Things To Come ★★★★
Nathalie Chazeaux (Isabelle Huppert) is a married professor of philosophy, with two adult children, a sunny, book-lined Parisian apartment, and several published works to her name. Success has granted her self-assurance, at least in public. Early in Things to Come (or L’Avenir, to give the film’s French title), we watch her cross a student picket line without compunction, the arguments of the young protestors seeming to bounce off her. At home, over a family lunch, her husband, Heinz (André Marcon), also a philosopher, teases her about the gradual retreat of her youthful ideals. ‘Okay, I was a communist,’ she says defensively. ‘No shame.’ Who changes, and why, and how one lives with it – these knotty questions underpin a film that nevertheless proceeds with subtlety and wit.
Things to Come is a portrait of a woman who loses nearly everything that she thought she could rely on, but it isn’t a tragedy, much less a melodrama.
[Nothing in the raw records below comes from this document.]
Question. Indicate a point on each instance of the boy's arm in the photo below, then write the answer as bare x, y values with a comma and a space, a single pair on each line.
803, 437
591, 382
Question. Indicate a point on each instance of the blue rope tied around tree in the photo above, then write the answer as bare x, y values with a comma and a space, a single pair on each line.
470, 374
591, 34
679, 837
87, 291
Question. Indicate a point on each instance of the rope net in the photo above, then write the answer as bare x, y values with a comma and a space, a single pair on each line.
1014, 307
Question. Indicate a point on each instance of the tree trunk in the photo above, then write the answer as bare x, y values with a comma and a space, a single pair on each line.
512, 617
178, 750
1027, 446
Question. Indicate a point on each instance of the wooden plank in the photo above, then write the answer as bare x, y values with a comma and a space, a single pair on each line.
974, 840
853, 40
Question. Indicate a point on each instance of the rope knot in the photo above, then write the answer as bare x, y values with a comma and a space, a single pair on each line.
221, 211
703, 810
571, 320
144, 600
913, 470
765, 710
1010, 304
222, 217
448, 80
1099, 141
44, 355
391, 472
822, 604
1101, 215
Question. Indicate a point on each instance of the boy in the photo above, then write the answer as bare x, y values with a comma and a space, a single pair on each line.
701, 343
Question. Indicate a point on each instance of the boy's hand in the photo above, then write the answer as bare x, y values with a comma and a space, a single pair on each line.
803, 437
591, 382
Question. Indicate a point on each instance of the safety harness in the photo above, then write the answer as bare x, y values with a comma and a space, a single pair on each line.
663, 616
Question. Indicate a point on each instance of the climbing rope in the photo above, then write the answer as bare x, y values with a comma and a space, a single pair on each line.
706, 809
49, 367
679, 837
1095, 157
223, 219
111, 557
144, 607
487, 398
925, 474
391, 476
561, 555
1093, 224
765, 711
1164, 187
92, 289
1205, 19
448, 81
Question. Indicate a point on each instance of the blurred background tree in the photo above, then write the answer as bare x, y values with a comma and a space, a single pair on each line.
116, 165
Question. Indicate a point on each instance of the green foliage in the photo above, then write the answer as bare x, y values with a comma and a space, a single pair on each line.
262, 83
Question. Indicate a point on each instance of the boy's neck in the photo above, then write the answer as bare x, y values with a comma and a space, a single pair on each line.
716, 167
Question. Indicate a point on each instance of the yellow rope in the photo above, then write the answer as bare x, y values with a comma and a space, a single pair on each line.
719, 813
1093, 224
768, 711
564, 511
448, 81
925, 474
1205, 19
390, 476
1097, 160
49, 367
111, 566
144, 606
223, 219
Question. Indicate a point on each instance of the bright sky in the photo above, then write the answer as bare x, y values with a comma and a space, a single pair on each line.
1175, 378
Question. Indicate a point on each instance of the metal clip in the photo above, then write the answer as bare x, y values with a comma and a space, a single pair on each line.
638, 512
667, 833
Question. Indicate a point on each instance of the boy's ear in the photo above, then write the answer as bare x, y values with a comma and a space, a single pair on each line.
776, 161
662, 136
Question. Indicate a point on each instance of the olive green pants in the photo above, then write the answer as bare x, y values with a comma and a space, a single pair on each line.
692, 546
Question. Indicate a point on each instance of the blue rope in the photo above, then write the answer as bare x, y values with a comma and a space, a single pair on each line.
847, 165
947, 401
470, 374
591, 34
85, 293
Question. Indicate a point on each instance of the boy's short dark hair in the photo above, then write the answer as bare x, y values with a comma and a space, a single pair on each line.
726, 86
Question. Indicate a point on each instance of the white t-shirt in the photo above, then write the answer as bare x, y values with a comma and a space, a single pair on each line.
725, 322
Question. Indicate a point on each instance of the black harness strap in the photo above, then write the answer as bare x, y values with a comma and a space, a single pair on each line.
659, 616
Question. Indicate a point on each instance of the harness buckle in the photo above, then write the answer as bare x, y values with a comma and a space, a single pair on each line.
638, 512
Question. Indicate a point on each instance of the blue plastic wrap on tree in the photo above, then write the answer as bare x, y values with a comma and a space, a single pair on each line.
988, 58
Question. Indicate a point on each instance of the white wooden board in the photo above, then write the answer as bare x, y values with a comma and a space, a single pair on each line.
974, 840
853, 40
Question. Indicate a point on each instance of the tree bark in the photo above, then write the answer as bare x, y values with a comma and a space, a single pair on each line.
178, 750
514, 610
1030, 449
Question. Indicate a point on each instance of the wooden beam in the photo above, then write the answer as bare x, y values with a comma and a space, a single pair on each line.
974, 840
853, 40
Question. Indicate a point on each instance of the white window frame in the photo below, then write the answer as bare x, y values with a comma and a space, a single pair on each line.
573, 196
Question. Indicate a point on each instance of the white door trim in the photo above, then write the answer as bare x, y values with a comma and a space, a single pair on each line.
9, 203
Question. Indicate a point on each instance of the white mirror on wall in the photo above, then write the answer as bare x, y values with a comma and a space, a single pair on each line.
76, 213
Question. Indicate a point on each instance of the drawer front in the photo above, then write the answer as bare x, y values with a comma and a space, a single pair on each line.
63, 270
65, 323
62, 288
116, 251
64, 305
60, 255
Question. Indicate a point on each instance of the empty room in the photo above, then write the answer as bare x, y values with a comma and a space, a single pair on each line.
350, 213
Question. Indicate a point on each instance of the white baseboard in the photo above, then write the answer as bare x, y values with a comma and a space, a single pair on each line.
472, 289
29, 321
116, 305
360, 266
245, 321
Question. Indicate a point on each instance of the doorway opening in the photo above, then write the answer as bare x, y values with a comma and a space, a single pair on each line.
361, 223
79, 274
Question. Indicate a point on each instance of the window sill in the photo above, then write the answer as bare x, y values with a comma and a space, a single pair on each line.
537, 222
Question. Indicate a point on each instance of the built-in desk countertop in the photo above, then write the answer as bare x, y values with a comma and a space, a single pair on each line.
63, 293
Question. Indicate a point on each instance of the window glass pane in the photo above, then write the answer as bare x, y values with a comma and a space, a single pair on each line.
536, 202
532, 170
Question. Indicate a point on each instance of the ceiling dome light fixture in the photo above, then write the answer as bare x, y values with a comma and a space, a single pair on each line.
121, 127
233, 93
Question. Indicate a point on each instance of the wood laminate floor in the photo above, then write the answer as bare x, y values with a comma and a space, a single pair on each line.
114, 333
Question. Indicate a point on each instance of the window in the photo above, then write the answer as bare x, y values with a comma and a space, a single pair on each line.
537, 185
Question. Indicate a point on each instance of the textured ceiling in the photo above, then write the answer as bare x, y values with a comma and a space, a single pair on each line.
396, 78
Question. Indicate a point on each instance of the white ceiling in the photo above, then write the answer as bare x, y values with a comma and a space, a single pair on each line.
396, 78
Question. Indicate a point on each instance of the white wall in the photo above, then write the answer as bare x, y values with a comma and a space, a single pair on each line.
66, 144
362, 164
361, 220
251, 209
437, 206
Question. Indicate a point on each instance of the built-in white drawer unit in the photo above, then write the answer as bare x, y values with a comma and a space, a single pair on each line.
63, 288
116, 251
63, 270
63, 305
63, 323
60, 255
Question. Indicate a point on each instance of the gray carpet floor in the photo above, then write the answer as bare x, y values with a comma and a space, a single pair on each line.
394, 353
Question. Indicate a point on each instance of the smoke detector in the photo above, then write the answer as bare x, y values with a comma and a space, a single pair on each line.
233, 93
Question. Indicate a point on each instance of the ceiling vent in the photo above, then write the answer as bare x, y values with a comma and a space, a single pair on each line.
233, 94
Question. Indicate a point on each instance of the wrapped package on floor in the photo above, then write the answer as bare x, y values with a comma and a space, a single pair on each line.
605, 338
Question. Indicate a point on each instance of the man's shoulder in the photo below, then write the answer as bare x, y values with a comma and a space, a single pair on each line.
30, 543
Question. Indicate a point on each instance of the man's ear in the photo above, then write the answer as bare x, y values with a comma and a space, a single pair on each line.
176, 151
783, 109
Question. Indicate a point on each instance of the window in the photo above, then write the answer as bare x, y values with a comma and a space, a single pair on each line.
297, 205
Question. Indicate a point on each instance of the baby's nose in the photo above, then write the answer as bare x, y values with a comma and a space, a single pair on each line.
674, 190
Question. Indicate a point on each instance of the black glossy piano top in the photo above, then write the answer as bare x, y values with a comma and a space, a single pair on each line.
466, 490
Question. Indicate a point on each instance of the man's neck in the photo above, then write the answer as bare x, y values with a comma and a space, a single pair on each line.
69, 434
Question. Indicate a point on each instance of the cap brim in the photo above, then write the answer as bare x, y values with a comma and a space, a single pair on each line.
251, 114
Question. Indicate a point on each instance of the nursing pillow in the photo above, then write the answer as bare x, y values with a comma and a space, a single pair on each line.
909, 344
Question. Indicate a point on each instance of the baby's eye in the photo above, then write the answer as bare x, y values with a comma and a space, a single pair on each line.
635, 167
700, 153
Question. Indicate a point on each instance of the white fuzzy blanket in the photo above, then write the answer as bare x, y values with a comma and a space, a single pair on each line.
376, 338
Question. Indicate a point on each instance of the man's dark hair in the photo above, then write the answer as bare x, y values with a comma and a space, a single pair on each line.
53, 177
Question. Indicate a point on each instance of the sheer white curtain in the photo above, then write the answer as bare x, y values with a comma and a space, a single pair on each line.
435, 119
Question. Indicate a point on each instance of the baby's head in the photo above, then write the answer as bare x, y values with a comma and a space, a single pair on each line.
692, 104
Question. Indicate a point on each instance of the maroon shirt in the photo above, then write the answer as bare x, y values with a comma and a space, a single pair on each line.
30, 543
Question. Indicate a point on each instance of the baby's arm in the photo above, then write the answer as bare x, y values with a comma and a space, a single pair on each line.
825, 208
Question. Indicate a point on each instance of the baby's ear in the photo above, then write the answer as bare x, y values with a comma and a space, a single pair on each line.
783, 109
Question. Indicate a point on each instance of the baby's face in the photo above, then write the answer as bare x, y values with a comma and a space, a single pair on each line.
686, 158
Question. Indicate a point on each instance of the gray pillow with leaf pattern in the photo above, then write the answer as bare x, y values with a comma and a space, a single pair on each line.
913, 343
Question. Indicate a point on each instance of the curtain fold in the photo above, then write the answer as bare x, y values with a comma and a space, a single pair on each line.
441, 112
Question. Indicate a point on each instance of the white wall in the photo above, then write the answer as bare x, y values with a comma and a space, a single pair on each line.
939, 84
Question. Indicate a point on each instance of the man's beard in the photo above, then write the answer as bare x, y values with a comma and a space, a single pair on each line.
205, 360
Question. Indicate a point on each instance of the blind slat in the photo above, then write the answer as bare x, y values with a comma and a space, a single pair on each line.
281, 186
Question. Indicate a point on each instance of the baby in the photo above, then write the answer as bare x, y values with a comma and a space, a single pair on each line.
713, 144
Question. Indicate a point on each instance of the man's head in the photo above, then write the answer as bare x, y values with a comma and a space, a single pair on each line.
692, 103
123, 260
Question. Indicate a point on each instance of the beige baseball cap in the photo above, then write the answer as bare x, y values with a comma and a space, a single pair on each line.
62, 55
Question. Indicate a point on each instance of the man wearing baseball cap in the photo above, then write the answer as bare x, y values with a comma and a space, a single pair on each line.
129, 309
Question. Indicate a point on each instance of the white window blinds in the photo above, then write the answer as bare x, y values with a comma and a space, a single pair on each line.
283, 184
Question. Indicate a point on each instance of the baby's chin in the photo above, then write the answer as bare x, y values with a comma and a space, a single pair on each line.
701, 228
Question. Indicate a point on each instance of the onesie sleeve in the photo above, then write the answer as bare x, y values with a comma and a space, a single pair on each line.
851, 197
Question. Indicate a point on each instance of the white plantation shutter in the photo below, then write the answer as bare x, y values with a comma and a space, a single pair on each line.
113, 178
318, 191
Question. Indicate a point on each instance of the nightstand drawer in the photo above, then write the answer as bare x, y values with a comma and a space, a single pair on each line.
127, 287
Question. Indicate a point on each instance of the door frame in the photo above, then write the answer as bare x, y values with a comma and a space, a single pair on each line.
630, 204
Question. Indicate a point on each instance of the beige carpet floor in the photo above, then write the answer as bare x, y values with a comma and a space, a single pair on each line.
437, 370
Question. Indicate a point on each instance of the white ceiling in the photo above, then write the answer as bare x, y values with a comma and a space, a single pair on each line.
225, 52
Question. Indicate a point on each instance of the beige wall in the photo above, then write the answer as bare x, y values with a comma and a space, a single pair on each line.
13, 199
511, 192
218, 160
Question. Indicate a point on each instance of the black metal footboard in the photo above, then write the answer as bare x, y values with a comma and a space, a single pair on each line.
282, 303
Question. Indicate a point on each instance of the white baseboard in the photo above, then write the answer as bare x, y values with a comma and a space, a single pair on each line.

In the lead role as Nathalie – and she appears in nearly every scene – Huppert is resolutely unsentimental, and often funny. Nathalie is competent but also a bit fretful, understandably so, given that she is pressed upon not only by her husband and students, but also by her publisher, and especially by her histrionic mother, Yvette (a perfectly formed performance from Édith Scob), who threatens to kill herself every few days. With all these demands upon her time and attention, Nathalie is almost always in a rush, and sometimes the camera follows her in a flurry.